European stocks slid the most since November after a report said the U.S. building industry started work on fewer homes than projected and Goldman Sachs Group Inc. posted earnings that failed to exceed analysts’ estimates.
Qiagen NV sank 2.2 percent as Exane BNP Paribas cut its recommendation on the shares. Swatch Group AG declined even after reporting increased sales and ASML Holding NV dropped even as its quarterly profit beat estimates. Kesa Electricals Plc plunged 9.8 percent after the owner of Comet and Darty electrical goods stores said its profit will be toward the lower end of analysts’ projections.
The Stoxx Europe 600 Index slid 1.4 percent to 282.72 at the 4:30 p.m. close in London, the gauge’s largest retreat in seven weeks. The measure advanced 1 percent last week as investors speculated that European leaders will increase their efforts to contain the region’s debt crisis.
Euro-area finance ministers meeting late on Jan. 17 ruled out increasing the size of the 750 billion-euro EFSF for now.
U.S. stocks fell, pulling benchmark indexes down from two-year highs, as Goldman Sachs Group Inc. reported profit that failed to exceed analysts’ estimates and housing starts declined more than forecast.

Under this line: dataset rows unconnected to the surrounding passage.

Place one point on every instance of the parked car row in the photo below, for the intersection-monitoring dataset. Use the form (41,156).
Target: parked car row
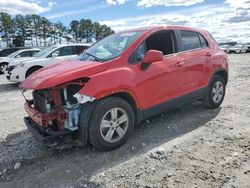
(120,81)
(22,63)
(238,48)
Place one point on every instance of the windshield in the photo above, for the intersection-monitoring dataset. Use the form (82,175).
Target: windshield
(12,55)
(44,52)
(110,47)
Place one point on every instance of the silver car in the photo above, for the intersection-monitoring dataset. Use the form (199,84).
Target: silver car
(238,49)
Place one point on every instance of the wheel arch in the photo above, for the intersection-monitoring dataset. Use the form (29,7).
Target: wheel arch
(132,102)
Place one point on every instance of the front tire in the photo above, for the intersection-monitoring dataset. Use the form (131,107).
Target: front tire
(111,123)
(216,92)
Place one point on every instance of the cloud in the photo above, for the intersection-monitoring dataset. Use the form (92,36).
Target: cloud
(23,7)
(150,3)
(245,4)
(114,2)
(221,21)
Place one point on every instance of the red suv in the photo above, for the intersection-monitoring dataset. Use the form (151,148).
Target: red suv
(123,79)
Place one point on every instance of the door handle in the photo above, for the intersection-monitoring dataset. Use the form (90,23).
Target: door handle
(209,54)
(179,63)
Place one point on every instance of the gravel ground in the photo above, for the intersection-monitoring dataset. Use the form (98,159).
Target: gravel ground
(191,146)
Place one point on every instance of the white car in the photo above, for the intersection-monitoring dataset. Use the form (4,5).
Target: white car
(238,49)
(18,71)
(20,54)
(224,47)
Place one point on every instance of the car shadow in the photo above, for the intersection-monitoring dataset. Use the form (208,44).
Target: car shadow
(79,164)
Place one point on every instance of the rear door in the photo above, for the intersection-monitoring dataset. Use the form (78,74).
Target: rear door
(196,55)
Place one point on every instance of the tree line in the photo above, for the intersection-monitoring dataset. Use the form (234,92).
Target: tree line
(33,27)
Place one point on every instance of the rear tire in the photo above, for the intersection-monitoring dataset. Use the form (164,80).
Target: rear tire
(111,123)
(216,92)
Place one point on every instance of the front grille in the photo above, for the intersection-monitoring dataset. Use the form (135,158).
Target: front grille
(41,100)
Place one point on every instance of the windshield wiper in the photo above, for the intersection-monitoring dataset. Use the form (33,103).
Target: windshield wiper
(96,58)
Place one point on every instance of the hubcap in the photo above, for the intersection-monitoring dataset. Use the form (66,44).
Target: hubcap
(218,91)
(114,125)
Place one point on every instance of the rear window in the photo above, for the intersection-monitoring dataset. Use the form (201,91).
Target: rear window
(190,40)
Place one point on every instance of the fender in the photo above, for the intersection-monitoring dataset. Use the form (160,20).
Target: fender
(110,82)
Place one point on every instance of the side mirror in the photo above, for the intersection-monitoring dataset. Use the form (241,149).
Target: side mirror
(152,56)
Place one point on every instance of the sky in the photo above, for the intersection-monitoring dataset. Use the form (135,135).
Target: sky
(227,20)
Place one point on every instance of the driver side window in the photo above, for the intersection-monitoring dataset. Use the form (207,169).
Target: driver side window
(163,41)
(55,53)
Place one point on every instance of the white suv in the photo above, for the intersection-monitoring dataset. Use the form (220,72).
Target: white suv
(20,54)
(19,70)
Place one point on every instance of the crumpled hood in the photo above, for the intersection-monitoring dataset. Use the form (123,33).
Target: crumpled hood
(60,73)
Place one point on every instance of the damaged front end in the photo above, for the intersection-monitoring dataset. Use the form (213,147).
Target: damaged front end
(55,112)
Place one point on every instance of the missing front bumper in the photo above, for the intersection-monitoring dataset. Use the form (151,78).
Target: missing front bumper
(45,135)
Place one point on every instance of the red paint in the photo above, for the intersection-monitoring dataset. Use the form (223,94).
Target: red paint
(173,76)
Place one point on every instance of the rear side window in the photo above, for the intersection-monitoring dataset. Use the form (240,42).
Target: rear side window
(203,41)
(68,50)
(24,54)
(163,41)
(190,40)
(80,49)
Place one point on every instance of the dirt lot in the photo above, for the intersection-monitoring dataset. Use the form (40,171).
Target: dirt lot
(187,147)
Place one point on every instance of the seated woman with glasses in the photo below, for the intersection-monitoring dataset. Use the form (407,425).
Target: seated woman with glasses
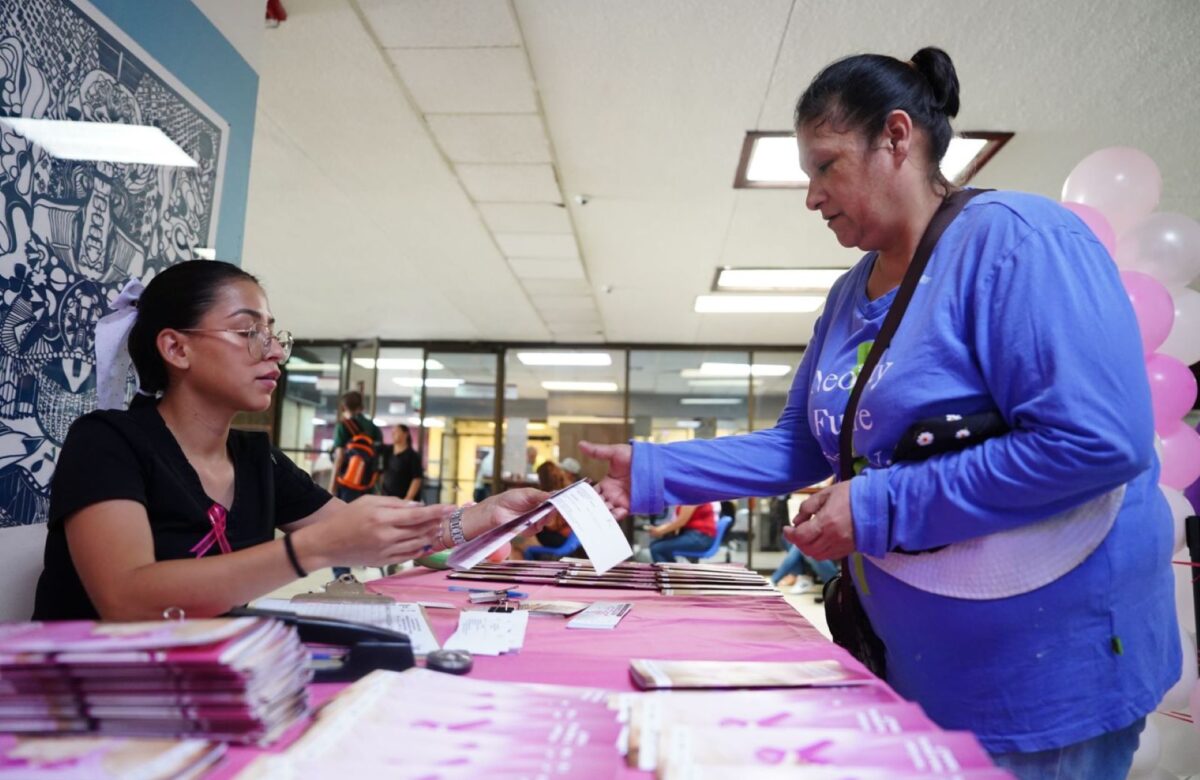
(163,507)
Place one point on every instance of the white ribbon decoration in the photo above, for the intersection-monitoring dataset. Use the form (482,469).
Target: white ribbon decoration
(113,359)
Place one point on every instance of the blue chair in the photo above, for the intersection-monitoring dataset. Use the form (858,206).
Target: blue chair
(723,525)
(569,545)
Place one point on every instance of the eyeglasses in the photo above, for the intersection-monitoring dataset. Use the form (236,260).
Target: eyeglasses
(258,339)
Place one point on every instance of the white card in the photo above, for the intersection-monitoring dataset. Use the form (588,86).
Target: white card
(588,516)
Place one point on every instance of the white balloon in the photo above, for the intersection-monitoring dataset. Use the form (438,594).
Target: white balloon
(1183,341)
(1176,699)
(1185,606)
(1194,707)
(1150,750)
(1181,509)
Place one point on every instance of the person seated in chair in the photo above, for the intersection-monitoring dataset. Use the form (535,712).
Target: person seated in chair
(689,534)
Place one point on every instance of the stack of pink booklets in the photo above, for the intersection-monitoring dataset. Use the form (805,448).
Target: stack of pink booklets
(231,679)
(432,726)
(832,721)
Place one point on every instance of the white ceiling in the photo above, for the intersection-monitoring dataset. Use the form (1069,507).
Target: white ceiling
(417,162)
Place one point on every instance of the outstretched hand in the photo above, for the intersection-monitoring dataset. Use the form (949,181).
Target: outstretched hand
(825,527)
(616,487)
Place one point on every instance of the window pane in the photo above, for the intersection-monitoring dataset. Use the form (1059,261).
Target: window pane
(681,395)
(460,425)
(312,379)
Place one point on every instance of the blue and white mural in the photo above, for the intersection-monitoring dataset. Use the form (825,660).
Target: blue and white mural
(71,233)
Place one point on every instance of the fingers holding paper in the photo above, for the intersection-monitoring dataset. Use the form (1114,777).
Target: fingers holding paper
(825,526)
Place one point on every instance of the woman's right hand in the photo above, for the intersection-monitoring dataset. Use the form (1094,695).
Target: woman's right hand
(616,487)
(372,531)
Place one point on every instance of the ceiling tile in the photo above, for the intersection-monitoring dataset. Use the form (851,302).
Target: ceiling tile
(504,138)
(525,217)
(538,245)
(544,287)
(553,305)
(442,23)
(467,81)
(538,268)
(528,184)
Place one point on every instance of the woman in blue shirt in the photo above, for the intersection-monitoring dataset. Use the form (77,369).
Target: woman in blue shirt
(1045,624)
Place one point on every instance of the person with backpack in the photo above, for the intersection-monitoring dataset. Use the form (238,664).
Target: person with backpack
(357,448)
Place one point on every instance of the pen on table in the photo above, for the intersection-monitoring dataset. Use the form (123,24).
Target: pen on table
(510,594)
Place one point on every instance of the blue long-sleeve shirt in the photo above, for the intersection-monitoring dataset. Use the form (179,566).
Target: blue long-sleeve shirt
(1020,311)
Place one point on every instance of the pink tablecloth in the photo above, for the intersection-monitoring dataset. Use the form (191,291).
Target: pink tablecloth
(702,628)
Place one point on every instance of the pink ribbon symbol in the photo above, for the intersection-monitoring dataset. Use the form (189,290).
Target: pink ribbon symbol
(215,537)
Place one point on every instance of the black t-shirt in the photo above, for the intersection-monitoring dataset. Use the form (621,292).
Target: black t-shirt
(133,456)
(400,471)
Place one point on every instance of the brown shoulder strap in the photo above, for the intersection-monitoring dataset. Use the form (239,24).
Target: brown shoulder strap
(942,217)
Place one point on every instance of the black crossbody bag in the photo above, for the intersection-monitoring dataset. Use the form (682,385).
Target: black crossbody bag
(847,621)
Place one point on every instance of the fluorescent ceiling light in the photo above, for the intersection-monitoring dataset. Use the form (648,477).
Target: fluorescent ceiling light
(580,387)
(299,364)
(397,364)
(737,370)
(107,142)
(771,160)
(415,382)
(565,358)
(777,279)
(726,304)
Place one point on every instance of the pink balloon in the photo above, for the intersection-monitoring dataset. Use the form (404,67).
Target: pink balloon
(1121,183)
(1173,390)
(1181,457)
(1164,245)
(1153,306)
(1096,223)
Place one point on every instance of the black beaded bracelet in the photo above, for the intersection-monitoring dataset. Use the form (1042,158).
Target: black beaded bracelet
(292,556)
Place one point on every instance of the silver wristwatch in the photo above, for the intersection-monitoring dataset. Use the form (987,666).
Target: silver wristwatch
(456,535)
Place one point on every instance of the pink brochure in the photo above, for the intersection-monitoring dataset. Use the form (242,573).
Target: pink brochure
(71,636)
(931,753)
(724,772)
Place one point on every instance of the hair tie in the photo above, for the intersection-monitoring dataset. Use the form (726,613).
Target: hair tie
(113,358)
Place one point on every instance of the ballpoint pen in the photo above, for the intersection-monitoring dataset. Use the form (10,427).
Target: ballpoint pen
(508,594)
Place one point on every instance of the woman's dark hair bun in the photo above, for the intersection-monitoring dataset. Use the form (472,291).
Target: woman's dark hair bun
(936,66)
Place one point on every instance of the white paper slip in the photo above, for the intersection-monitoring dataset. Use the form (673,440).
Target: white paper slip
(600,615)
(489,633)
(585,511)
(406,618)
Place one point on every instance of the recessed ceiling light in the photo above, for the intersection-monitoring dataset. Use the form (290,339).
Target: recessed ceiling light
(580,387)
(769,160)
(108,142)
(737,370)
(775,279)
(726,304)
(565,358)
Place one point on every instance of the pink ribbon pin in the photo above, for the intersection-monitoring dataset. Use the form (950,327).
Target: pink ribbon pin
(215,537)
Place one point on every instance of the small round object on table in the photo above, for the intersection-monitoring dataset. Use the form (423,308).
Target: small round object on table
(449,661)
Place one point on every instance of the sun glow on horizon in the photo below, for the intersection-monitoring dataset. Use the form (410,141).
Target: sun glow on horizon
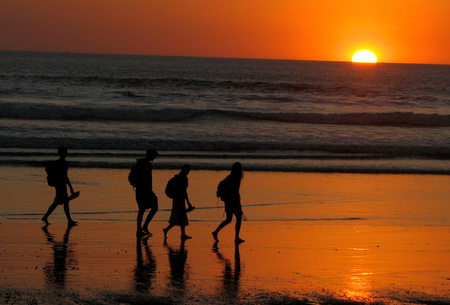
(364,56)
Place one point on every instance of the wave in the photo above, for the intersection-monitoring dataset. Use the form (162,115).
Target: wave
(31,111)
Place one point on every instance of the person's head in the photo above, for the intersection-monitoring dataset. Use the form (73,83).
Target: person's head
(185,169)
(236,171)
(151,154)
(62,151)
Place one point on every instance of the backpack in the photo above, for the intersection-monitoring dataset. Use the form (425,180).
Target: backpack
(172,187)
(52,173)
(133,176)
(223,189)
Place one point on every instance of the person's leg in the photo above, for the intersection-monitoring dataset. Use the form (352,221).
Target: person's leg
(170,226)
(183,233)
(50,210)
(67,211)
(149,218)
(222,225)
(139,220)
(238,228)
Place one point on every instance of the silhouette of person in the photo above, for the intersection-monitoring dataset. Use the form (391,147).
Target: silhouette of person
(230,278)
(61,180)
(178,215)
(145,269)
(177,261)
(145,197)
(232,201)
(56,271)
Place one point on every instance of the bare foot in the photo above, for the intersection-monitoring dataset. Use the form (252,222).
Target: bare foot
(239,241)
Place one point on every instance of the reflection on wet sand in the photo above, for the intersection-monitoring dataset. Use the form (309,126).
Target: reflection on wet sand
(178,272)
(145,269)
(230,278)
(63,258)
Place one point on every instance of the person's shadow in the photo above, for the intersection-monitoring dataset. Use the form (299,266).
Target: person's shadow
(63,258)
(178,273)
(145,269)
(230,278)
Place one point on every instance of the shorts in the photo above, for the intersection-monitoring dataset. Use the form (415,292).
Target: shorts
(233,207)
(146,199)
(61,196)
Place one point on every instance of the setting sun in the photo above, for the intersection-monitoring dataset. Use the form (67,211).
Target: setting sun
(364,56)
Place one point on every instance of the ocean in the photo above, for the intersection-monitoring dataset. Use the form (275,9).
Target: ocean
(272,115)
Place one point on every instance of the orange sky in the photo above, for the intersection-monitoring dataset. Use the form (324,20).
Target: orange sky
(404,31)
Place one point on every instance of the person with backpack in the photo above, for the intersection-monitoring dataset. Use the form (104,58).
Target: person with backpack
(228,192)
(58,178)
(141,179)
(177,190)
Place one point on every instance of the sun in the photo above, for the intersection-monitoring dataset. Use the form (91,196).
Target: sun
(364,56)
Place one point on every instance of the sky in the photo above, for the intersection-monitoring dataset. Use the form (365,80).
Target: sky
(397,31)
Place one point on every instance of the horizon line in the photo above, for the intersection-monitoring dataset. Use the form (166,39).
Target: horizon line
(224,57)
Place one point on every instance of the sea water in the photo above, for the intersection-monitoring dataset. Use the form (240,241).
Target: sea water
(272,115)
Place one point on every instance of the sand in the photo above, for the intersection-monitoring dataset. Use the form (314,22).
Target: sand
(310,239)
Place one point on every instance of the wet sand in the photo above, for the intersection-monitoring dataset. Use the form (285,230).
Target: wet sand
(325,251)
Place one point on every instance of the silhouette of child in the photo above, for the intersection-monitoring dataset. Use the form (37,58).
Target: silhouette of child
(178,215)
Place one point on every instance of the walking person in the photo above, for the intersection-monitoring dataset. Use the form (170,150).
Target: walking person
(141,178)
(177,190)
(228,191)
(57,177)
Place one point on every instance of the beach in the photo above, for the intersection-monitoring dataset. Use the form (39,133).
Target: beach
(310,238)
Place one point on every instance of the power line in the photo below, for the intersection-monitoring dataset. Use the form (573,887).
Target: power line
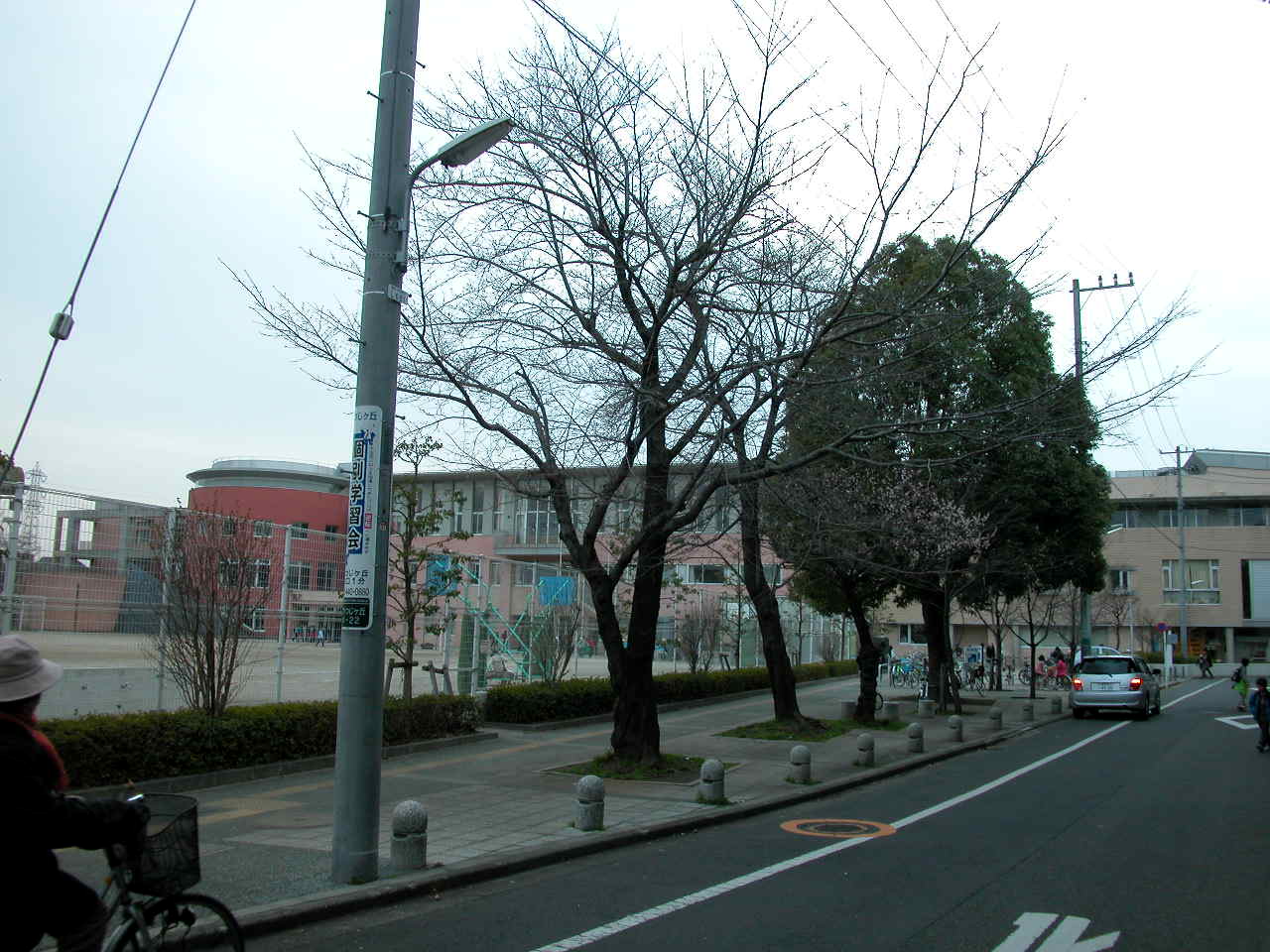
(64,321)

Goldman Sachs slid 3.1 percent after earnings tumbled 52 percent because of lower revenue from trading and investment banking. A gauge of homebuilders in S&P indexes slumped 2.6 percent. American Express Co. fell the most in a month, retreating 2.6 percent, following a lower-than-estimated profit forecast. International Business Machines Corp. rallied 3.5 percent after earnings topped projections.
The Standard & Poor’s 500 Index slid 1 percent to 1,282.74 at 2:32 p.m. in New York after a two-day rally of 0.9 percent. The Dow Jones Industrial Average slumped 19.37 points, or 0.2 percent, to 11,818.56 as IBM’s advance limited losses.
The S&P 500 has rallied seven straight weeks as optimism increased that the economy is rebounding and companies beat profit estimates. Seventeen of the 24 companies in the index that reported quarterly earnings since Jan. 10 have topped analysts’ predictions, according to Bloomberg data. Income grew 22 percent in the fourth quarter and will increase 14 percent in 2011, according to the average analyst projections. Sales topped estimates at 18 of the 24.